Asıl adı Ebû Bekir olan Kânî, Mevlevî tarikatinden idi. 40 yaşına kadar Tokat Mevlevi-hanesinde kaldı ve sonra istanbula gelerek divan kalemine girdi. Daha sonra Silistre valisine divan kâtibi oldu. Bükreşte Ulah Beyi Alexandreın özel kâtipliğini de yaptı. Şakaları, nükteleriyle de tanınan Kânî, Bükreşte bulunduğu sırada bir Rumen güzeline âşık oldu. Bu kızın onunla evlenmesi için Hristiyan olmasını istemesi üzerine verdiği cevap bugün bir atasözü haline gelmiş bulunuyor. Kânî Rumen güzeline:
Kırk yıllık Kani olur mu Yani! demişti.
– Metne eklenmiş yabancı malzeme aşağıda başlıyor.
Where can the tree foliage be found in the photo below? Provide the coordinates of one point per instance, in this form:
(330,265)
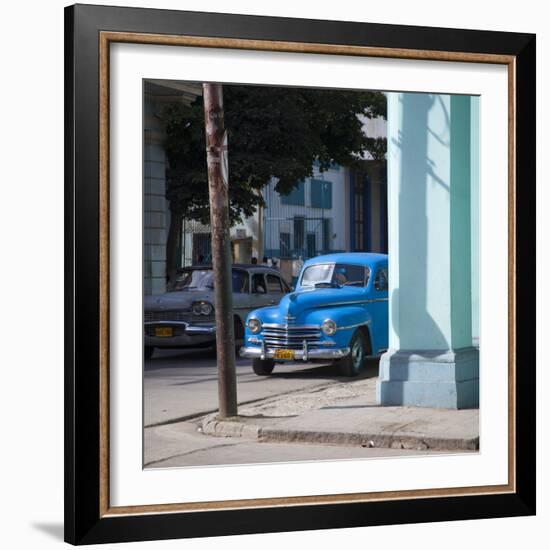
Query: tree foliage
(272,133)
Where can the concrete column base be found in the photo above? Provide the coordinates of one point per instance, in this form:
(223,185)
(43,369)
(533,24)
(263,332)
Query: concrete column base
(429,378)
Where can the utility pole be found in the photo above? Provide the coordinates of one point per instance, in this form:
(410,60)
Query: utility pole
(218,183)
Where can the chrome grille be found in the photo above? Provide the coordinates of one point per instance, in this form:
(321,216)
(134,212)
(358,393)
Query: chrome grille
(291,337)
(177,330)
(166,315)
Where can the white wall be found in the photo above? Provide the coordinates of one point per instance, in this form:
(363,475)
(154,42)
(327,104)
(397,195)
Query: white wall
(278,216)
(31,461)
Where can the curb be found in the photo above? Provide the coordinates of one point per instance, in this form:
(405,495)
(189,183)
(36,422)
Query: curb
(236,427)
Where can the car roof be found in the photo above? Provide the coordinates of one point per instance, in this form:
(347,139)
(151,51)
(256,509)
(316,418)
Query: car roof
(371,259)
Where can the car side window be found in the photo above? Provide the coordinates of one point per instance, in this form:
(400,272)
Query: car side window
(273,284)
(381,280)
(258,283)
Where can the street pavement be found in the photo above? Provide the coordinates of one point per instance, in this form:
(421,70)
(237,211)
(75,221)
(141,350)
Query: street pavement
(182,384)
(299,413)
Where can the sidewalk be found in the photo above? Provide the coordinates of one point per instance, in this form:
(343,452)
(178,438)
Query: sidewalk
(347,414)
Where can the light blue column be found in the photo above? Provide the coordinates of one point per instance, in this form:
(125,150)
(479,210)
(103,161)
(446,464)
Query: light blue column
(475,190)
(431,361)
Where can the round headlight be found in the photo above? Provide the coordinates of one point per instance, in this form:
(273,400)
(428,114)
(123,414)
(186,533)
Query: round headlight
(202,308)
(328,327)
(254,325)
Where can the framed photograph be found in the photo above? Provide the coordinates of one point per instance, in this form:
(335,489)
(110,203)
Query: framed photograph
(300,274)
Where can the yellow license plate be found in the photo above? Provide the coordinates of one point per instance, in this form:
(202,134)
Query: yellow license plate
(163,332)
(284,354)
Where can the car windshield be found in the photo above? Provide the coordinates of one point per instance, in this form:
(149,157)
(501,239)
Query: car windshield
(203,279)
(333,275)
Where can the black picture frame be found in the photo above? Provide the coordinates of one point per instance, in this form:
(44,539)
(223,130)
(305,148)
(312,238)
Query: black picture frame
(84,522)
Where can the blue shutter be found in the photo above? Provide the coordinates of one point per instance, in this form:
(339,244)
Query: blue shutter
(321,194)
(296,197)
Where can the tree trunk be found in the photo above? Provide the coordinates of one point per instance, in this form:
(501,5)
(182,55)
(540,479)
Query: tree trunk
(172,246)
(216,156)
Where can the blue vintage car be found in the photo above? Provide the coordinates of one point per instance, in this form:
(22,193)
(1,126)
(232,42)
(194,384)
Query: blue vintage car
(339,312)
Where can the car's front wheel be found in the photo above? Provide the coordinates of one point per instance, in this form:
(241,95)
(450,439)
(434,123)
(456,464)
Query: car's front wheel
(352,364)
(263,367)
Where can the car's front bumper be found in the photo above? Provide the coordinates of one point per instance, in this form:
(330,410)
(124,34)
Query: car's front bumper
(185,334)
(303,354)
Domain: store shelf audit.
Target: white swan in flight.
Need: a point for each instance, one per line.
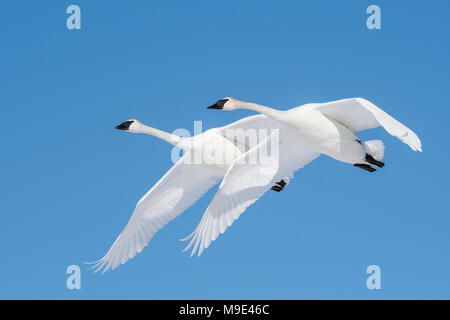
(187, 181)
(305, 133)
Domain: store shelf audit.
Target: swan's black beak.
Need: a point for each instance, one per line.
(215, 106)
(125, 125)
(219, 104)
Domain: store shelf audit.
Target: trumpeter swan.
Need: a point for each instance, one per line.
(182, 185)
(305, 133)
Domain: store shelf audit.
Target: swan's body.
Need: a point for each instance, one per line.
(329, 128)
(206, 160)
(305, 133)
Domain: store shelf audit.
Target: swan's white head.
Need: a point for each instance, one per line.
(131, 125)
(226, 103)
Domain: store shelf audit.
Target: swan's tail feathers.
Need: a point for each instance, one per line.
(375, 149)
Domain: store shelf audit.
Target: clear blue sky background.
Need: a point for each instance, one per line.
(70, 181)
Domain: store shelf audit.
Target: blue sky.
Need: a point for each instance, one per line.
(70, 181)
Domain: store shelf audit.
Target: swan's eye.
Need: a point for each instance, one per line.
(124, 125)
(219, 104)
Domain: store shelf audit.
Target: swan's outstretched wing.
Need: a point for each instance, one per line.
(360, 114)
(244, 183)
(176, 191)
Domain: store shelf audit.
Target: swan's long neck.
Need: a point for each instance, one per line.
(271, 113)
(170, 138)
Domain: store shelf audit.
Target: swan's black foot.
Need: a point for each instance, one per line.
(371, 160)
(279, 186)
(365, 167)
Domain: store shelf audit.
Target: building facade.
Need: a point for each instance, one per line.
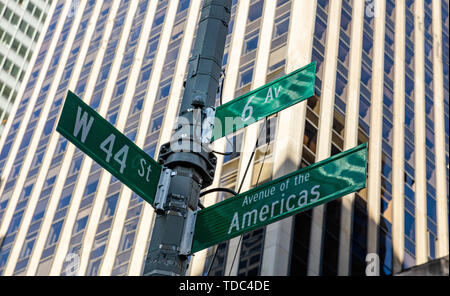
(21, 24)
(382, 78)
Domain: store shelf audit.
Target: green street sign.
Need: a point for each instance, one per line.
(96, 137)
(269, 99)
(314, 185)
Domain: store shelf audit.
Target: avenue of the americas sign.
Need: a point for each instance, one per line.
(111, 149)
(301, 190)
(266, 100)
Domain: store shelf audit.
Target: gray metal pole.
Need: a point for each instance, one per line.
(189, 166)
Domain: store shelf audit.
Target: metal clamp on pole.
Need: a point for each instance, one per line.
(188, 233)
(163, 190)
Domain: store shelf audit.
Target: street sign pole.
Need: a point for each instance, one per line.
(192, 167)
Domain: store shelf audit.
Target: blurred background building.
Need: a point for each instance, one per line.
(382, 78)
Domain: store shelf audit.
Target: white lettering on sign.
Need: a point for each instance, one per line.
(142, 170)
(248, 109)
(81, 123)
(272, 93)
(269, 95)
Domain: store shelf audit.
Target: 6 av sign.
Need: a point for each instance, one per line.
(99, 139)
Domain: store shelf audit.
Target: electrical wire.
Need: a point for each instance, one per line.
(239, 190)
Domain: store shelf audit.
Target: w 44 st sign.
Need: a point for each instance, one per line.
(99, 139)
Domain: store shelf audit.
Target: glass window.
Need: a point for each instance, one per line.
(54, 232)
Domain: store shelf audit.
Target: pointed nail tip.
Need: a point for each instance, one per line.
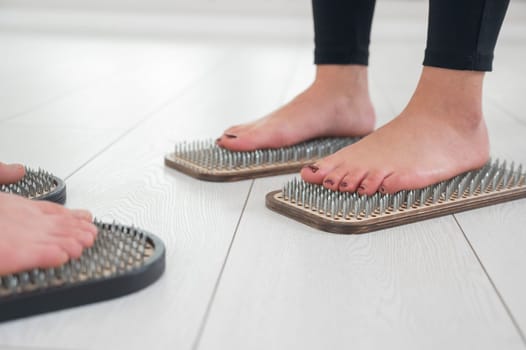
(313, 168)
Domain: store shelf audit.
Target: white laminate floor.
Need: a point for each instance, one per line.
(101, 111)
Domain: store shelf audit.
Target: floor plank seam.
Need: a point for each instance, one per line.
(148, 116)
(200, 332)
(63, 95)
(493, 285)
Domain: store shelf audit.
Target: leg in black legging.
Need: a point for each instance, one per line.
(462, 34)
(441, 132)
(337, 103)
(342, 29)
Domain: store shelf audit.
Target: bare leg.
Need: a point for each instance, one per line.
(11, 173)
(440, 134)
(336, 104)
(40, 234)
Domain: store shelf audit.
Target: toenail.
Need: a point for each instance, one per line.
(313, 168)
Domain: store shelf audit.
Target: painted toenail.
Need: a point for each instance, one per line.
(313, 168)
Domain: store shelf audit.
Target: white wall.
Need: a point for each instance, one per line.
(261, 7)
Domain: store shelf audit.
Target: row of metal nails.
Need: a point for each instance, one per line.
(207, 154)
(116, 250)
(492, 177)
(34, 183)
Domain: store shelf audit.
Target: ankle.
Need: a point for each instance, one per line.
(454, 96)
(346, 79)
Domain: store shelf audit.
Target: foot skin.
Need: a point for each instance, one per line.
(40, 234)
(11, 173)
(336, 104)
(440, 134)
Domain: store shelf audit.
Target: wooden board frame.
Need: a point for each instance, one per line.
(253, 172)
(274, 201)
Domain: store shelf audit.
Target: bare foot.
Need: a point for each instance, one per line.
(40, 234)
(11, 173)
(336, 104)
(440, 134)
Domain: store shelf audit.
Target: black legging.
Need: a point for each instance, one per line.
(461, 33)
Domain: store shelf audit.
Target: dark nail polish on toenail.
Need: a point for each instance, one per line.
(313, 168)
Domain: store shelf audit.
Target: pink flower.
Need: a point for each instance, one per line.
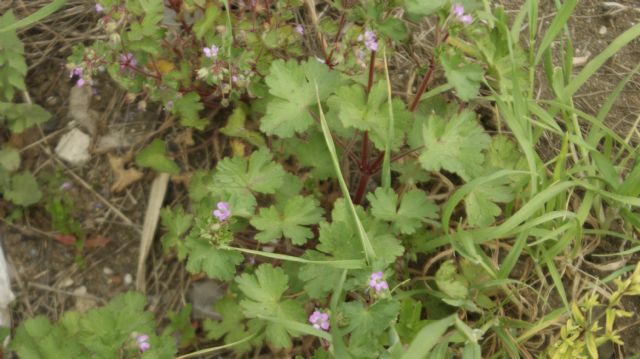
(211, 51)
(458, 11)
(319, 320)
(127, 61)
(143, 343)
(377, 283)
(77, 71)
(222, 213)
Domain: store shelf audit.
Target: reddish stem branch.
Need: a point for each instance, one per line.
(423, 86)
(372, 64)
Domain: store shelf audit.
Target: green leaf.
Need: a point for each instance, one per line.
(311, 152)
(293, 88)
(177, 223)
(188, 107)
(410, 172)
(215, 262)
(40, 14)
(22, 116)
(455, 145)
(9, 158)
(480, 203)
(450, 282)
(424, 7)
(236, 128)
(366, 324)
(319, 280)
(288, 220)
(24, 190)
(232, 326)
(154, 157)
(428, 337)
(414, 208)
(259, 174)
(371, 113)
(394, 28)
(264, 291)
(13, 71)
(465, 77)
(206, 23)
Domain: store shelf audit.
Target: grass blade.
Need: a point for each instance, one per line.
(36, 16)
(597, 62)
(369, 253)
(428, 337)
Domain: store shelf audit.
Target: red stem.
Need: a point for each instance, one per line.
(364, 157)
(372, 64)
(362, 186)
(423, 86)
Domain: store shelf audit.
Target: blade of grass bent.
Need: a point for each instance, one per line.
(558, 23)
(369, 253)
(36, 16)
(597, 62)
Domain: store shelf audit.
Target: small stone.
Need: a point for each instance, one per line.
(74, 147)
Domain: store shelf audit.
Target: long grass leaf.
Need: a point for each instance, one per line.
(597, 62)
(369, 253)
(36, 16)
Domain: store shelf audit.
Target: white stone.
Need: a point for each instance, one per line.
(74, 147)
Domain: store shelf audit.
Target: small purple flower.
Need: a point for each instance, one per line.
(127, 61)
(458, 11)
(211, 52)
(143, 343)
(222, 213)
(377, 283)
(77, 71)
(369, 39)
(319, 320)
Ölümüne yakın söylediği şu sözü de meşhurdur: "Benim mezar taşıma El-fatiha" yazmayın, ben fatiha dilencisi değilim".
---
GAZEL
Tabım ne mantık u ne bedî u beyân arar.
Bîr-harî u savt söyleyecek hem-zebân arar.
Her zerre kendi zâtına mânend-l afitâb.
Devri felekte şöhret-i nâm u nişan arar.
Feyz-i devam u baht-ı civan ister müdâm.
Rûmale hâk-i dergeh-i pîr-i mugan arar.